In contrast to the striking loss of interhemispheric connectivity along the medial longitudinal fissure, the cerebral peduncle, a cortical-originating tract that crosses the midline within the brainstem, was unaffected (Fig. 5B). Likewise, Itsn1 mutants did not differ from WT or Itsn2−/− animals in any of the noncortical tracts examined: cerebellar peduncle, trigeminal cranial nerve, and optic tract (Fig. 5B). Thus, Itsn1 is required for formation of cortically originating tracts along the medial longitudinal fissure, but dispensable for tracts crossing outside the cortex, regardless of whether fibers originate from noncortical or cortical regions.

Mutation of Itsn1 results in impaired learning and memory

A lack of midline corpus callosum could well affect neuronal function. To begin to analyze CNS function, we tested for bimanual motor coordination using the grid test—a task requiring a high degree of left-right proficiency (Tillerson and Miller, 2003; Mueller et al., 2009).

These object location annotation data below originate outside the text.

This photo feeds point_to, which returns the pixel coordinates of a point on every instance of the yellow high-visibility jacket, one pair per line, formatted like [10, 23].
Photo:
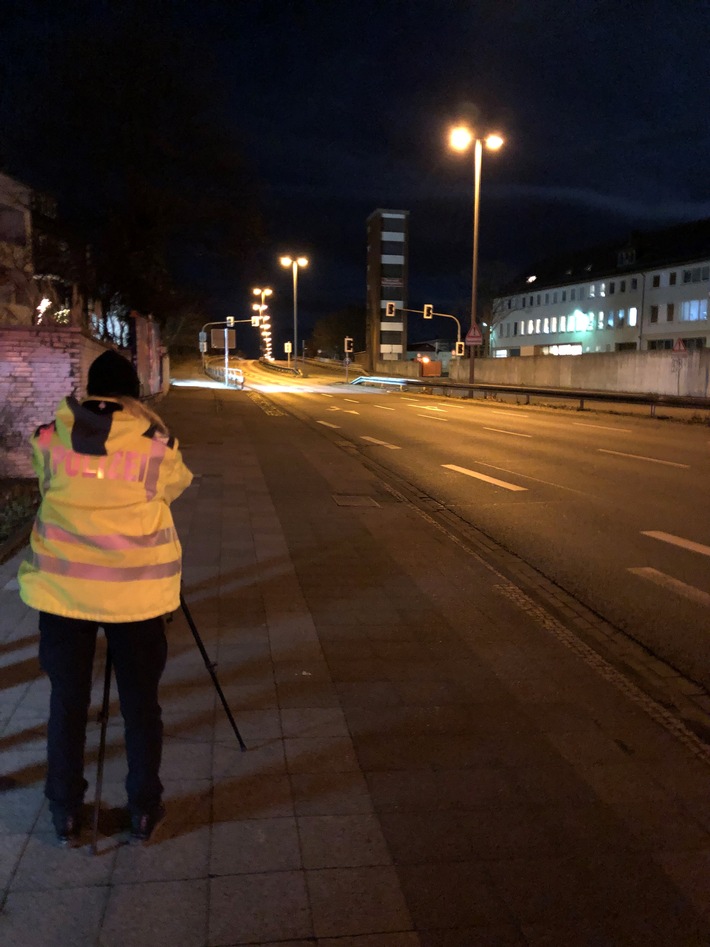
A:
[104, 545]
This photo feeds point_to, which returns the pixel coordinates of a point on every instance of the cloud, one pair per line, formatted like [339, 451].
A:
[669, 210]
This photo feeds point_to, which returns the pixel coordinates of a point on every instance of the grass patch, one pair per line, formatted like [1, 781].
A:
[19, 500]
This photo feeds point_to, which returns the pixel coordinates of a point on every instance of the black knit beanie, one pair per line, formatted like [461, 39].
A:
[111, 376]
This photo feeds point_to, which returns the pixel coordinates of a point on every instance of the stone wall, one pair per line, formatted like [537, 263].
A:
[38, 367]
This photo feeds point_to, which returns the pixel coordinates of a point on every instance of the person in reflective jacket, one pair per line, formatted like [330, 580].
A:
[104, 552]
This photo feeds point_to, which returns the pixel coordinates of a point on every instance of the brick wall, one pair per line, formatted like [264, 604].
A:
[38, 367]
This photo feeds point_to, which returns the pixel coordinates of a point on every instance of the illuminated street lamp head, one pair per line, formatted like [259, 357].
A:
[289, 261]
[460, 138]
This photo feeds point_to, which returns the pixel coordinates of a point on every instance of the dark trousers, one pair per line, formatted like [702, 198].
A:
[66, 654]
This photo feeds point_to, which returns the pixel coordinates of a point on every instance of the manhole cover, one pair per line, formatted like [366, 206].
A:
[346, 499]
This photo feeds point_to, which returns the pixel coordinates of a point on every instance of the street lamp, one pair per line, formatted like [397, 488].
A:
[460, 139]
[300, 261]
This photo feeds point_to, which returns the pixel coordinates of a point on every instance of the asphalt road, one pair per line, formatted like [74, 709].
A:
[613, 508]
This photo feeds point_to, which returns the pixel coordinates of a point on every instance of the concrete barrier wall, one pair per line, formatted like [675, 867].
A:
[664, 373]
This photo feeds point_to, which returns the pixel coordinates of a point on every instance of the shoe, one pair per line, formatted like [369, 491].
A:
[67, 825]
[143, 823]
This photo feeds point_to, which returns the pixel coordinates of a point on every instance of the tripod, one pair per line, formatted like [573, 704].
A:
[103, 714]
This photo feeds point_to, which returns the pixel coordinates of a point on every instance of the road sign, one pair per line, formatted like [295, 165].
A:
[473, 336]
[217, 340]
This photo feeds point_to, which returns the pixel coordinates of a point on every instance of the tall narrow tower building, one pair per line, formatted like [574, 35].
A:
[387, 264]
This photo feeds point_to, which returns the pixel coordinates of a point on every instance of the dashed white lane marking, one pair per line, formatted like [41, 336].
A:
[603, 427]
[675, 585]
[677, 541]
[480, 476]
[499, 431]
[652, 460]
[373, 440]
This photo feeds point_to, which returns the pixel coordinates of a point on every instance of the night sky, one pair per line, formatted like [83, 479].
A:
[342, 108]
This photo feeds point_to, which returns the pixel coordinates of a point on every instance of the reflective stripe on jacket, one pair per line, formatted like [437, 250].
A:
[104, 546]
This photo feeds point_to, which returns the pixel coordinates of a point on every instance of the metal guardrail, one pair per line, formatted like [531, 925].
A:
[574, 394]
[278, 368]
[234, 375]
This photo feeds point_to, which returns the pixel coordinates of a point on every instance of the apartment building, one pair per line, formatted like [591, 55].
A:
[647, 292]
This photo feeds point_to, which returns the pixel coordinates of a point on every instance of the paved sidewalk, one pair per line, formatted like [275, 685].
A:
[431, 762]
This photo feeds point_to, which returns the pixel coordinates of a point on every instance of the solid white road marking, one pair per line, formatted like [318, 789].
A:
[373, 440]
[603, 427]
[652, 460]
[675, 585]
[498, 431]
[480, 476]
[677, 541]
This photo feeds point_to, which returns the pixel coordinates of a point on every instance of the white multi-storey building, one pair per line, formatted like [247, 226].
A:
[645, 293]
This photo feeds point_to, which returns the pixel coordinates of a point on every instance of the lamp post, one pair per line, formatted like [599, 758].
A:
[460, 139]
[295, 264]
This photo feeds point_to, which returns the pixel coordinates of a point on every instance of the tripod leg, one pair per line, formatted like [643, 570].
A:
[210, 667]
[103, 717]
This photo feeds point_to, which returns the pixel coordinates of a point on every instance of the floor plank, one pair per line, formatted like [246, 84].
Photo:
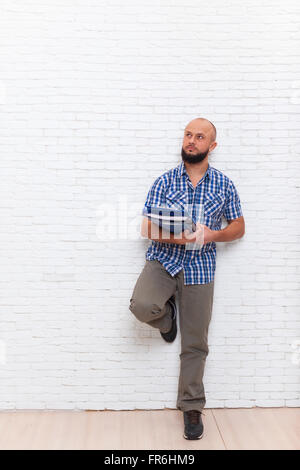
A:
[259, 428]
[253, 428]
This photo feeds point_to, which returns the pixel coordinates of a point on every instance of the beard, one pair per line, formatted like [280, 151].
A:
[193, 157]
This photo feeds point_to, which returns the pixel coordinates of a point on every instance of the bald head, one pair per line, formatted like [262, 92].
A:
[205, 126]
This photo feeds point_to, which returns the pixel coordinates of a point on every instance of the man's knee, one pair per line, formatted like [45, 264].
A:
[144, 311]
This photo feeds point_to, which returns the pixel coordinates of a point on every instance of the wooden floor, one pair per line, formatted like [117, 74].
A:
[252, 428]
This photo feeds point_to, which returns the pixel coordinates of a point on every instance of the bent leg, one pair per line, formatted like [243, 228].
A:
[152, 290]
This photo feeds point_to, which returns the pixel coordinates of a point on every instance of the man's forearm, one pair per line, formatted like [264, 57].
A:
[233, 231]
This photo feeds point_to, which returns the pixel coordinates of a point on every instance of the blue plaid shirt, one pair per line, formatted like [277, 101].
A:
[216, 193]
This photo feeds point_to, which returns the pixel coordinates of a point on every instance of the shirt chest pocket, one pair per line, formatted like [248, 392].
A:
[176, 199]
[214, 204]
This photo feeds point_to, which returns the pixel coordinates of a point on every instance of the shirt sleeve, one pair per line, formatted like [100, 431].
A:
[233, 208]
[156, 195]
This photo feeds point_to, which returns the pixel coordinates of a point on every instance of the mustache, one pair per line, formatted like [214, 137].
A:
[196, 158]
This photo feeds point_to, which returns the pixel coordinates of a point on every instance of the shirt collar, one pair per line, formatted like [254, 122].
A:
[182, 170]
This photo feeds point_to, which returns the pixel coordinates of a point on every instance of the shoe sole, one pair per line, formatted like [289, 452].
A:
[193, 438]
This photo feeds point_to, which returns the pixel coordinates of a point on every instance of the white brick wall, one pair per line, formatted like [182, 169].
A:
[94, 97]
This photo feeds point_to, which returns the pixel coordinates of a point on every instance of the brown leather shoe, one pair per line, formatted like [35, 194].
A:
[193, 426]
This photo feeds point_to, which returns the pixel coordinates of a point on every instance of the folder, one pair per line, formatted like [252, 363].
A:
[170, 219]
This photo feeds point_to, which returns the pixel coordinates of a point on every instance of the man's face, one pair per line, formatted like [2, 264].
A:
[197, 143]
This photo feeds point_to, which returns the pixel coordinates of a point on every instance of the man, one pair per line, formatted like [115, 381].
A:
[171, 266]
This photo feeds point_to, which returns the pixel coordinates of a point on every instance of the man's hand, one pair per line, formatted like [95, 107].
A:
[201, 236]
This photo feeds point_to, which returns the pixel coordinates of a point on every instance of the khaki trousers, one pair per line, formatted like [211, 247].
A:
[153, 288]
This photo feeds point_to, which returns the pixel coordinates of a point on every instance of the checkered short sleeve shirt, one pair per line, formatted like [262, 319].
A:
[218, 197]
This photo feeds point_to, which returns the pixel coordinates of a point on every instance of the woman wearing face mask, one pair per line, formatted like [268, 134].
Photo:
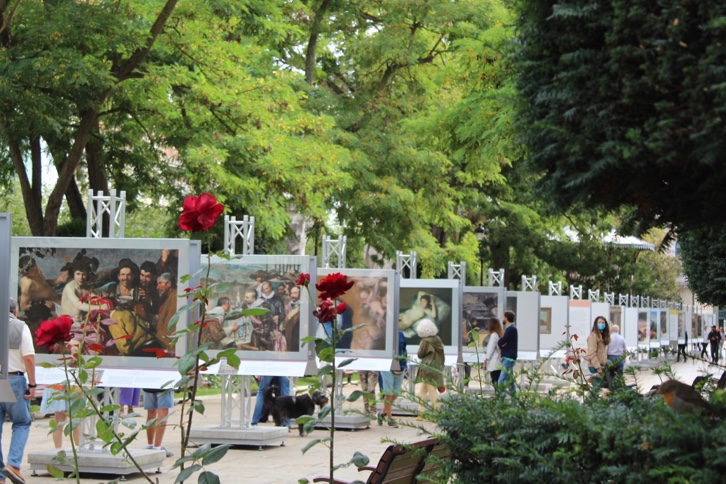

Homozygous Itsn1 mutant mice (Itsn1Gt/Gt or Itsn1Gt/GtItsn2−/− genotypes) displayed a significantly higher number of paw slips compared with WT mice in the grid test, indicating impaired bimanual motor coordination (Fig. 6A). Although Itsn2−/− performed no differently from WT, Itsn1Gt/Gt Itsn2−/− mice performed significantly worse than Itsn1Gt/Gt animals (Fig. 6A). Thus, Itsn1 is required for formation of the midline corpus callosum. Although Itsn2 is not required for proper development of the corpus callosum, absence of Itsn2 does lead to decreased bimanual coordination, when combined with lack of Itsn1.

Figure 6.

Figure 6.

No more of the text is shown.